Filed under: Digital workplace
No single project will deliver an extraordinary digital workplace. Instead, the digital workplace is a journey, where capabilities and desires emerge over time.
In a smaller organisation, it may be possible to run a series of digital workplace projects, coordinated (and potentially delivered) by a single central team. As technology matures, this is becoming easier.
In a large, complex or global organisation, a great digital workplace can’t be delivered by a single team. The sheer size of these organisations makes it impractical, let alone the difficulties of understanding and meeting the local needs of hundreds of individual business units.
Instead, big organisations should establish a global centre of excellence for the digital workplace, enabling and supporting the work of myriad local teams.
Delivering or guiding?
It’s tempting to believe that global intranets and digital workplaces are just bigger versions of ‘typical’ sites and platforms. They’re not.
In complex environments, both global and local needs must be met. The tangled and fluid nature of organisational needs also makes a linear approach difficult.
Five hats for global teams provides a valuable framework to consider the role of the global team in all this.

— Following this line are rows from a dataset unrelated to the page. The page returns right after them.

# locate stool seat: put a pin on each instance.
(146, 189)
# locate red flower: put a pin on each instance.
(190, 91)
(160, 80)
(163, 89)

Global teams will be the owners of some top-down elements, such as the enterprise front door (global intranet homepage). They will also be providers of platforms such as content publishing, search and collaboration.
The most important roles for the global team, however, are as innovators and facilitators.
With these hats on, global teams should consider establishing a digital workplace centre of excellence.
The role of a digital workplace centre of excellence
There are many ways of forming centres of excellence, but all play similar roles:
- Growing and spreading knowledge to all the distributed contributors to the digital workplace.
- Fostering a community of digital workplace practitioners across the organisation, improving, coordinating and increasing knowledge sharing.
- Engaging and informing senior leaders about the digital workplace, and what needs to be done throughout the organisation.
- Supporting local projects with knowledge, expertise and resources.
- Establishing new capabilities within the business, by centrally purchasing and deploying new solutions (or building them in-house).
- Providing services to local business areas, such as content management or collaboration platforms.
- Uncovering innovations at the edge of the business, and helping them to spread elsewhere.
- Experimenting with leading-edge ideas, and therefore ‘breaking new ground’ within the business, allowing other areas to follow.
- Connecting with other organisations, to benefit from the experience of the wider digital workplace industry.
- Formalising governance around key areas of the digital workplace.
As a practical example, the global firm McKesson has shared how they established an enterprise mobility centre of excellence. This demonstrates how such a body can meaningfully balance structure and innovation, and how a central team can facilitate meeting many different local needs.
Establishing the centre of excellence
A global centre of excellence doesn’t just spring into existence fully formed, except in very rare instances when organisations make a sudden ‘big bet’ on the digital workplace.
Instead, an upward spiral approach should be taken. This uses early successes to build credibility and support, with flow-on benefits to funding and resources.
Global teams should also (gently) press senior leadership to establish robust governance around the digital workplace. The need for a central team to support the rest of the business should then quickly become apparent.
Creating a great digital workplace will be a multi-year, multi-strand journey that involves organisations at all levels. Only with the right knowledge and skills will the full benefits emerge. Having a strong digital workplace centre of excellence is a key element of this.